O moralismo conservador não está preocupado com mudanças em favor da justiça social, da inclusão social, do combate à pobreza, de preservação ambiental e outras questões fundamentais do ponto de vista moral. O moralismo foca em fatos e aspectos particulares das instituições políticas, suspeitas de corrupção. “Corrupção” é a palavra mágica para o moralismo. Toda a complexidade da política é reduzida à corrupção (dos adversários).
O moralismo conservador é uma visão distorcida da moral, típica de elites e oligarquias ocupadas em manter tudo como está. O moralismo olha a parte e não olha o todo. Olha, por exemplo, certos problemas (dos outros) no presente e deixa de lado suas raízes históricas; faz escândalos sobre fatos reais ou supostos de corrupção (dos outros), mas não se constrange em justificar as desigualdades sociais, o fato dos pobres pagarem mais impostos que os ricos, o olho gordo das empresas internacionais de petróleo sobre o nosso pré-sal. É uma visão caolha, que não se espanta com o fato de que vários casos suspeitos escapam constantemente da mão dos investigadores.
A visão moralista constitui um perigo para a democracia, especialmente sob a combinação de forças políticas reacionárias, mídia concentrada em alguns grupos familiares e interesses de grandes corporações nacionais e internacionais. A mídia transforma as investigações e julgamentos em espetáculos diários. Os telejornais ditam o ritmo e até o conteúdo das investigações. Deslumbrados com os holofotes, certos agentes públicos assumem um ar salvacionista, como se estivesse a seu alcance mudar a política e a vida em sociedade.

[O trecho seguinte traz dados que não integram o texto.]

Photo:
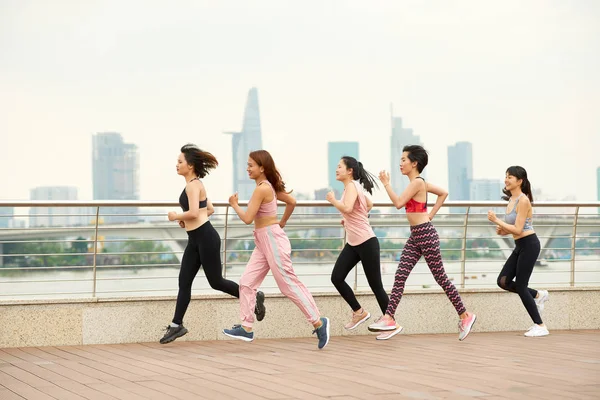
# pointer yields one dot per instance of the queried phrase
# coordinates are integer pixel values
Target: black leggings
(368, 253)
(519, 267)
(203, 249)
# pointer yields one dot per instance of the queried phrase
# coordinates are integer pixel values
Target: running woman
(272, 251)
(362, 244)
(517, 270)
(423, 241)
(204, 244)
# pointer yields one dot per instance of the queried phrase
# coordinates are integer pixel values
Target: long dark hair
(419, 154)
(202, 161)
(360, 174)
(264, 159)
(519, 173)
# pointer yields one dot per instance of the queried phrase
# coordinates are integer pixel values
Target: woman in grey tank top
(517, 270)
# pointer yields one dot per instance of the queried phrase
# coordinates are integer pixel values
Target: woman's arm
(192, 190)
(210, 210)
(522, 211)
(290, 205)
(349, 199)
(399, 201)
(441, 194)
(256, 200)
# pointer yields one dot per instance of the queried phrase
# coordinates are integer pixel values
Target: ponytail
(202, 161)
(519, 173)
(359, 173)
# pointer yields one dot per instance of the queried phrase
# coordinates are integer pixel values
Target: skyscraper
(598, 185)
(6, 218)
(460, 172)
(115, 168)
(400, 137)
(242, 143)
(55, 216)
(485, 190)
(335, 151)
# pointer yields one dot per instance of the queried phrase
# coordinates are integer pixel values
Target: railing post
(95, 252)
(225, 242)
(573, 246)
(463, 250)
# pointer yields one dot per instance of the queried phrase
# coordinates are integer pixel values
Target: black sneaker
(323, 332)
(173, 333)
(260, 309)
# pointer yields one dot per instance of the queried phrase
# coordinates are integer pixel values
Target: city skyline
(523, 89)
(242, 143)
(115, 169)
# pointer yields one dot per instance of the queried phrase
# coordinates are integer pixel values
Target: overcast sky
(518, 79)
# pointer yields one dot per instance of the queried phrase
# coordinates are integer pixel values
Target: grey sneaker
(260, 309)
(543, 297)
(323, 332)
(173, 333)
(237, 332)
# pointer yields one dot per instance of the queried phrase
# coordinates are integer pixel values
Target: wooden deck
(564, 365)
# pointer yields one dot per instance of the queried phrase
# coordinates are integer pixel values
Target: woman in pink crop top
(273, 250)
(423, 241)
(362, 244)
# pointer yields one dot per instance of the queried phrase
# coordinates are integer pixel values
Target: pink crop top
(356, 223)
(416, 206)
(268, 209)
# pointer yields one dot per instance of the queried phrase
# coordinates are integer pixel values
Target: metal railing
(111, 249)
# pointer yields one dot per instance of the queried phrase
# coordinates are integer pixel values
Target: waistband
(423, 225)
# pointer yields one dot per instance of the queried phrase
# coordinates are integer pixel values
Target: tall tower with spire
(243, 142)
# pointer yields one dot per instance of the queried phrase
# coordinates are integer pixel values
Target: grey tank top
(511, 217)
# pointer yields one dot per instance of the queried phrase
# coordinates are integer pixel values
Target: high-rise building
(460, 172)
(6, 218)
(56, 216)
(598, 185)
(115, 168)
(335, 151)
(400, 137)
(243, 142)
(485, 190)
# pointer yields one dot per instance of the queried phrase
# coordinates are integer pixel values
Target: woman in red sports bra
(423, 241)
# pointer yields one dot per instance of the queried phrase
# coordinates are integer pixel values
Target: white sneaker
(543, 297)
(389, 334)
(537, 331)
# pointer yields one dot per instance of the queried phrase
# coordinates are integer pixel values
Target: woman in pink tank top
(423, 241)
(362, 244)
(273, 250)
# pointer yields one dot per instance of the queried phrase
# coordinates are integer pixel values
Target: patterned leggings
(423, 240)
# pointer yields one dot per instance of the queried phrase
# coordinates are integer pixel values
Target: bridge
(548, 226)
(76, 344)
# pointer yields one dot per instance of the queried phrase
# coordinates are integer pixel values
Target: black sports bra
(184, 202)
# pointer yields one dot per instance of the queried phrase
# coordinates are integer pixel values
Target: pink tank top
(268, 209)
(356, 222)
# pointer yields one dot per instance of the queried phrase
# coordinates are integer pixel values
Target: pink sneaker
(465, 325)
(357, 319)
(389, 334)
(383, 324)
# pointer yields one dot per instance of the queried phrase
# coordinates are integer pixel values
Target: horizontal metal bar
(299, 203)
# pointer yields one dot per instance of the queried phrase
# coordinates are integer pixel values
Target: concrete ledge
(133, 320)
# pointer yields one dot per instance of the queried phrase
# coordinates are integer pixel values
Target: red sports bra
(416, 206)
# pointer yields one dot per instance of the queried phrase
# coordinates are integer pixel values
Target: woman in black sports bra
(204, 244)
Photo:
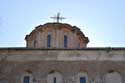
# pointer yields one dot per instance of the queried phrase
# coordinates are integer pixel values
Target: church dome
(56, 35)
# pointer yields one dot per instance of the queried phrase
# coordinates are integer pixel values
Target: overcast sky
(103, 21)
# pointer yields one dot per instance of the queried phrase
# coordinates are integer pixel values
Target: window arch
(48, 41)
(113, 77)
(65, 41)
(82, 77)
(26, 78)
(54, 77)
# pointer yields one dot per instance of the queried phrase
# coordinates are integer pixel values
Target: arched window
(65, 41)
(49, 41)
(54, 77)
(82, 77)
(26, 78)
(113, 77)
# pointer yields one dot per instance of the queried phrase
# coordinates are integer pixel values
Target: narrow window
(54, 80)
(82, 80)
(49, 41)
(26, 79)
(34, 44)
(65, 41)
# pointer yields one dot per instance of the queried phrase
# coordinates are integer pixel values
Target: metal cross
(58, 17)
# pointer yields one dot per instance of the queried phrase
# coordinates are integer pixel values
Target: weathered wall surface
(38, 37)
(38, 63)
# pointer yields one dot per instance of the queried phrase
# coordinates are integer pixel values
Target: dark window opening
(65, 41)
(54, 80)
(49, 41)
(26, 79)
(82, 80)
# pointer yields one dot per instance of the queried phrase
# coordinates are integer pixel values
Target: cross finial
(57, 17)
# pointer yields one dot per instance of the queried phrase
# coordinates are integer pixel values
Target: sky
(102, 21)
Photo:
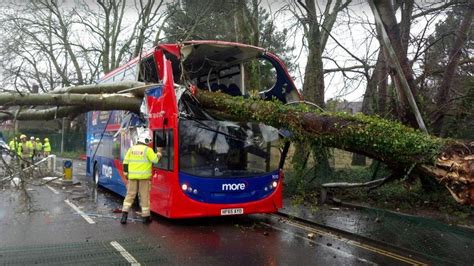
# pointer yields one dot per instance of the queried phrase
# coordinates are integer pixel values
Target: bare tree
(406, 151)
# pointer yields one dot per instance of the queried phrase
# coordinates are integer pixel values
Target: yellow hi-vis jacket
(140, 159)
(39, 146)
(47, 146)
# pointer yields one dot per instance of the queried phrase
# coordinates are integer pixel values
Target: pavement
(441, 243)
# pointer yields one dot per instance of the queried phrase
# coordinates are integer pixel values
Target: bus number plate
(232, 211)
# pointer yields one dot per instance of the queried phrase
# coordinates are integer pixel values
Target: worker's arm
(125, 163)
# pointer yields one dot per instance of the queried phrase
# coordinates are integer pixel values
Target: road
(75, 224)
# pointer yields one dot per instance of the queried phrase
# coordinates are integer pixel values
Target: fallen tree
(408, 152)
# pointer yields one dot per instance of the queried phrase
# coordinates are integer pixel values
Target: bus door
(162, 117)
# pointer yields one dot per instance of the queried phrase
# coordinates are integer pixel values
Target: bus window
(148, 71)
(164, 139)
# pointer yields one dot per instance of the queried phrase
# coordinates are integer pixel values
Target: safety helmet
(144, 138)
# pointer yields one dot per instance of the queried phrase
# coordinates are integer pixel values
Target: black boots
(124, 218)
(147, 220)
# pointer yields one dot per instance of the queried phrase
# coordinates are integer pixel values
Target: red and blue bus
(210, 166)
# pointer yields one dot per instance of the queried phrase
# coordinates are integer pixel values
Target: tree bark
(405, 150)
(443, 95)
(390, 37)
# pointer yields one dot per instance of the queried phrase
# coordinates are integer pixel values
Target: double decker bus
(210, 166)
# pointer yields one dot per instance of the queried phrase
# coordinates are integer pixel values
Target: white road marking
(74, 207)
(52, 189)
(125, 253)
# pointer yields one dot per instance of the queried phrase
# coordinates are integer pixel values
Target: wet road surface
(74, 224)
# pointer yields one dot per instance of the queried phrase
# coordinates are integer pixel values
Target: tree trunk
(443, 95)
(403, 149)
(401, 74)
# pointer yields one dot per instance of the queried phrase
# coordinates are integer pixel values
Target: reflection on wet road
(57, 232)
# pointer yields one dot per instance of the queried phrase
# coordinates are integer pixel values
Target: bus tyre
(96, 175)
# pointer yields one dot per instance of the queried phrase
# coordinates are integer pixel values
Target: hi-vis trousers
(142, 186)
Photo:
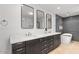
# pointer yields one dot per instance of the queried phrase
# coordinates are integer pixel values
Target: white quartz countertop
(23, 37)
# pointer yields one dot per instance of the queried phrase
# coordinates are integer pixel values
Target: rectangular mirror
(40, 23)
(48, 21)
(27, 17)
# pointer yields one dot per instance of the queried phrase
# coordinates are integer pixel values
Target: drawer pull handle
(19, 43)
(19, 49)
(45, 45)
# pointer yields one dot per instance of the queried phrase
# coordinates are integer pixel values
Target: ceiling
(64, 10)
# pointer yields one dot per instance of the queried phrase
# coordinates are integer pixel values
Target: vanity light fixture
(58, 8)
(30, 13)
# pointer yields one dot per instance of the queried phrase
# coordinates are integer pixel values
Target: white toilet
(66, 38)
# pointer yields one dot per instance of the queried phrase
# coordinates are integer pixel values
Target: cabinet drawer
(44, 51)
(18, 45)
(19, 51)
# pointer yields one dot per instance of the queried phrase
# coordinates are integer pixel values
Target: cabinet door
(57, 41)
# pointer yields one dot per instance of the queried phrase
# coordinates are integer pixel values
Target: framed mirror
(48, 21)
(27, 17)
(40, 16)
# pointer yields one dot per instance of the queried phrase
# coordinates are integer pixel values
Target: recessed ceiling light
(58, 7)
(30, 13)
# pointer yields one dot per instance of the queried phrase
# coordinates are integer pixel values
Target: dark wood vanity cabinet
(18, 48)
(37, 46)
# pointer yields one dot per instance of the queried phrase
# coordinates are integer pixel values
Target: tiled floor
(72, 48)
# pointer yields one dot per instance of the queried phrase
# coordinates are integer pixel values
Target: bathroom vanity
(39, 43)
(42, 44)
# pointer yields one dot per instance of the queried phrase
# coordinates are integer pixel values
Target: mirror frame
(47, 21)
(21, 16)
(37, 17)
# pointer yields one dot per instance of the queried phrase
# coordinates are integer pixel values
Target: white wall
(12, 13)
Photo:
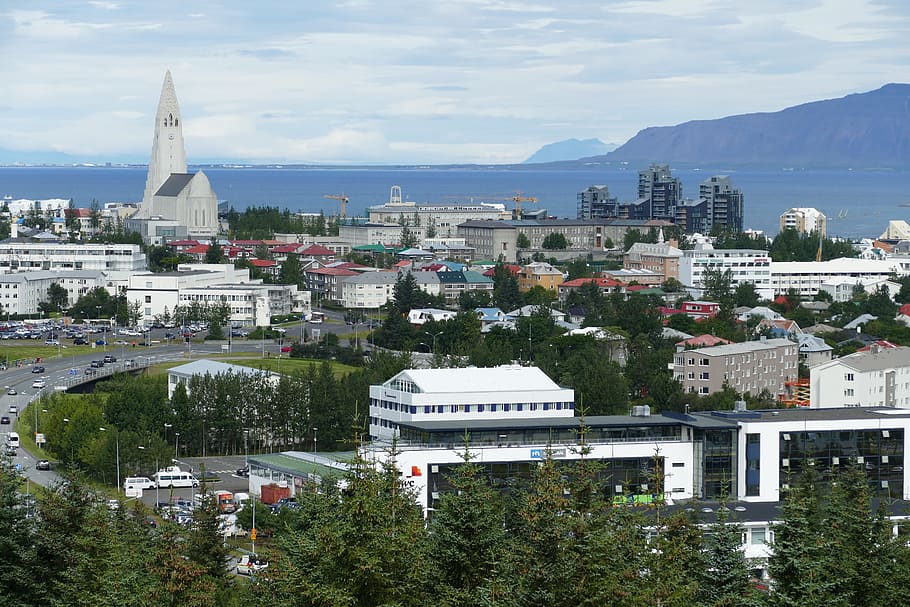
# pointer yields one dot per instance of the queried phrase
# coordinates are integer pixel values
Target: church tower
(168, 153)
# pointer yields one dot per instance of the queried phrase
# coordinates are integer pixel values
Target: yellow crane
(344, 202)
(518, 199)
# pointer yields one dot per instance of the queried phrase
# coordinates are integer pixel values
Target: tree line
(552, 539)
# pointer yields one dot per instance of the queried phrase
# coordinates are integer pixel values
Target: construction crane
(344, 202)
(518, 199)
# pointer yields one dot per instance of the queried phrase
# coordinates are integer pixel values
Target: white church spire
(168, 154)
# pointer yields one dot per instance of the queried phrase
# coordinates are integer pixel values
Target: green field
(288, 365)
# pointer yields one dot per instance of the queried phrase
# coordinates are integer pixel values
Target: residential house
(753, 366)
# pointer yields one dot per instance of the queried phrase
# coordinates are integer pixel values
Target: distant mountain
(863, 130)
(570, 149)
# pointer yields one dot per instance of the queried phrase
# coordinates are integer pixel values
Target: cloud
(485, 79)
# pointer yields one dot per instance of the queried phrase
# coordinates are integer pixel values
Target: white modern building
(368, 290)
(879, 377)
(499, 394)
(158, 293)
(444, 218)
(775, 446)
(250, 304)
(807, 277)
(745, 265)
(183, 374)
(804, 219)
(17, 256)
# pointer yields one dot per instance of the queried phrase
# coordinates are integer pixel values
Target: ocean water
(857, 203)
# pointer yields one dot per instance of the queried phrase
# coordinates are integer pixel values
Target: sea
(858, 203)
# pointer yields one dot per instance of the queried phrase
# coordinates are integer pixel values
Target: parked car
(250, 564)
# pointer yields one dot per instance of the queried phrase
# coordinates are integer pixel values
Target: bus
(173, 476)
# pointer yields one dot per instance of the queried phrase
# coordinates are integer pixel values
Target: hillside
(863, 130)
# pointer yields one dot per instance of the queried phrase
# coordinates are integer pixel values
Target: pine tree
(467, 539)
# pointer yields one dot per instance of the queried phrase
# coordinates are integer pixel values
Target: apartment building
(805, 220)
(662, 258)
(745, 265)
(808, 277)
(752, 366)
(19, 256)
(878, 377)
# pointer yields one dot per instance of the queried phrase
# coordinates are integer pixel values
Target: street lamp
(117, 438)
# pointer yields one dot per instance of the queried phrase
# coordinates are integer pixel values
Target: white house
(494, 393)
(879, 377)
(745, 265)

Contra o moralismo é preciso defender um senso moral equilibrado, lúcido e com visão histórica. Esse senso proporciona ao povo o discernimento necessário para apoiar a apuração e a punição dos mal-feitos, sem poupar alguns e condenar outros, protegendo as riquezas do país e exigindo a continuidade das reformas em curso em favor do combate à pobreza e em favor da inclusão social. A moral ajuda a defender as conquistas de inclusão social e combate às desigualdades.
O moralismo hoje propõe o golpe. Para quem ainda não se deu conta dos seus riscos à luz da história brasileira, vale lembrar o exemplo da Itália: depois da “Operação Mãos Limpas”, quem ascendeu ao poder foi Silvio Berlusconi, empresário bilionário, neoliberal e condenado mais tarde por corrupção. Moral tacanha, política tacanha.